A Fifa impôs ao Internacional a proibição de registrar novos jogadores por três janelas de transferências, ou até que o clube quite a dívida com o Midtjylland, da Dinamarca. A punição foi divulgada pelo Poder360 nesta quarta-feira (26).
O débito vem da contratação do zagueiro Juninho, negociado em fevereiro de 2025. A transferência custou 1,5 milhão de euros, o equivalente a R$ 9,1 milhões na cotação da época. A parcela pendente não foi detalhada.
Em nota, o clube gaúcho confirmou o caso. "O Sport Club Internacional informa que a medida recentemente noticiada está relacionada a uma pendência financeira decorrente da transferência do atleta Juninho, realizada junto ao Midtjylland. Em razão das dificuldades financeiras e das limitações de fluxo de caixa enfrentadas pelo clube, estamos trabalhando na busca de alternativas para a equalização e regularização da obrigação com a equipe dinamarquesa", diz o texto.
O caso em números
- 3 janelas: duração da punição, ou até a quitação da dívida.
- 1,5 milhão de euros: valor da transferência que originou o débito.
- R$ 9,1 milhões: equivalente em reais na cotação da época.
- Fevereiro de 2025: mês da contratação do zagueiro Juninho, junto ao Midtjylland.
Como funciona o transfer ban
O transfer ban não impede o clube de negociar nem de vender atletas. Ele bloqueia o registro de reforços na Fifa, o que na prática deixa o jogador contratado sem poder atuar em partidas oficiais. A punição cai assim que a dívida é quitada, mesmo antes de cumpridas as três janelas.
É por isso que a punição costuma ser resolvida no caixa, e não no tribunal esportivo. Clubes em dificuldade financeira negociam parcelamento diretamente com o credor para liberar a janela seguinte.
O que o caso diz sobre o mercado
Punições desse tipo têm origem quase sempre no mesmo desenho: contratação parcelada em euros, com pagamento distribuído ao longo de temporadas, e receita do clube comprador dependente de desempenho esportivo e de venda de atletas.

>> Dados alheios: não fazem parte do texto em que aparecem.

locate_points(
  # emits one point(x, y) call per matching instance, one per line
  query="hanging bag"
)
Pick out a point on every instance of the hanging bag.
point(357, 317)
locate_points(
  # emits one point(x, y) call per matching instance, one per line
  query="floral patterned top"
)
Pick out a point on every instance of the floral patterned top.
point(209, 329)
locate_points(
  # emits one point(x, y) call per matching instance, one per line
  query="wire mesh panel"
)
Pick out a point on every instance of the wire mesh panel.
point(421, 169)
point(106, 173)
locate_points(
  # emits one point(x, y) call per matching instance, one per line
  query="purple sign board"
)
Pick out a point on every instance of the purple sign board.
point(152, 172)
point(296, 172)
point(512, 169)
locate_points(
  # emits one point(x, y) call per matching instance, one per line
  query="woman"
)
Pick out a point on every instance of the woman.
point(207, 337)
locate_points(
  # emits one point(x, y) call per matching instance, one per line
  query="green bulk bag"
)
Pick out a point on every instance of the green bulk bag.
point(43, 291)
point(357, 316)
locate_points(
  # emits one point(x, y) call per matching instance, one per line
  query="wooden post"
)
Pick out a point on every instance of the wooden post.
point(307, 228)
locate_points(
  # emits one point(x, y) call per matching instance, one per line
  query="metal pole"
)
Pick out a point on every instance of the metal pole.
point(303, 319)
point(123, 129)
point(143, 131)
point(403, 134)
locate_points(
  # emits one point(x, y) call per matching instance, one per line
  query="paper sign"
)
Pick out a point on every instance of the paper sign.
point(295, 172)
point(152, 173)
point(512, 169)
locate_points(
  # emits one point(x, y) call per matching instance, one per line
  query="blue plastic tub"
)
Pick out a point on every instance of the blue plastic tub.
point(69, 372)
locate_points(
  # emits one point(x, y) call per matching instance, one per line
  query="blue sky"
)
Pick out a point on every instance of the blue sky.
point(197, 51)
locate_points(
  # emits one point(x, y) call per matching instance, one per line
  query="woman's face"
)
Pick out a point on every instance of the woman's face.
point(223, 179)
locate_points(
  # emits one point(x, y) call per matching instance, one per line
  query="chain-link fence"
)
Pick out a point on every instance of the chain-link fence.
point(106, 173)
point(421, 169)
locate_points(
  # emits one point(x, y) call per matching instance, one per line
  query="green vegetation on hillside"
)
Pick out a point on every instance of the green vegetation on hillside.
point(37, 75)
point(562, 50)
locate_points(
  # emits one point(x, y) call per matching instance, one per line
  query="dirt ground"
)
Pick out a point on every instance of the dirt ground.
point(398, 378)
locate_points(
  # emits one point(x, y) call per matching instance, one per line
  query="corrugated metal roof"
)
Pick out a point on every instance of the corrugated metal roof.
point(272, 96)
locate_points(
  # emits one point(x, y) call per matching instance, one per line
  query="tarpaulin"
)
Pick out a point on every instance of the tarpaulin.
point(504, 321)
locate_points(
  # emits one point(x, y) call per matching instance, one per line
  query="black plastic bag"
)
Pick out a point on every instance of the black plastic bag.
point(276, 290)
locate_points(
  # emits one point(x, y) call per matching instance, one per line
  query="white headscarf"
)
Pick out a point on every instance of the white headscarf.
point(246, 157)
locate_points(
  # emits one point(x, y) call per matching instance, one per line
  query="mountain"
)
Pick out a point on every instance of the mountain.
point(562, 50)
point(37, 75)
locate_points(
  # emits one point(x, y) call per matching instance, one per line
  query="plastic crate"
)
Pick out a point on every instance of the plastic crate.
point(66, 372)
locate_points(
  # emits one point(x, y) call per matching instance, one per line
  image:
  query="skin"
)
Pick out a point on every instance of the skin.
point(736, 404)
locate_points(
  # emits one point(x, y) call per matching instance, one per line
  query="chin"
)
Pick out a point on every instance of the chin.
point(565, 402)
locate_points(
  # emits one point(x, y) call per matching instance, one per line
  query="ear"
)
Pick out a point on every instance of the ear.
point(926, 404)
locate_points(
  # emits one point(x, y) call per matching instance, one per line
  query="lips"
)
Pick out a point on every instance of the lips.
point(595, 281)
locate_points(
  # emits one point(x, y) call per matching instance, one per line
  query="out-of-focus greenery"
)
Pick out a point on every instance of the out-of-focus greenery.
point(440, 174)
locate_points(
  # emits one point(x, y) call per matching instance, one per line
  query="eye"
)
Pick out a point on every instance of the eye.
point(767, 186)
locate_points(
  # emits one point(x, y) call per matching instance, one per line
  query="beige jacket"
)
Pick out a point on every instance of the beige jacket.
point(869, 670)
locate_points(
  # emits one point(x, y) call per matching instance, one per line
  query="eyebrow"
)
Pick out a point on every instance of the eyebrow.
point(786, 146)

Quando a receita não chega, a parcela vence.
A dívida do Internacional é com um clube estrangeiro, o que leva a cobrança direto ao sistema da Fifa, sem passar pela Justiça comum brasileira. O Midtjylland disputa a primeira divisão dinamarquesa.
O aperto financeiro nos clubes brasileiros também aparece em outras frentes. Em 2026, a Receita Federal comunicou clubes e SAFs sobre pendências tributárias, movimento que atinge parte do mesmo grupo de agremiações com fluxo de caixa apertado.
Não há informação sobre prazo final para o pagamento nem sobre eventual recurso ao Tribunal Arbitral do Esporte (CAS). O Internacional também não informou valor exato do débito remanescente.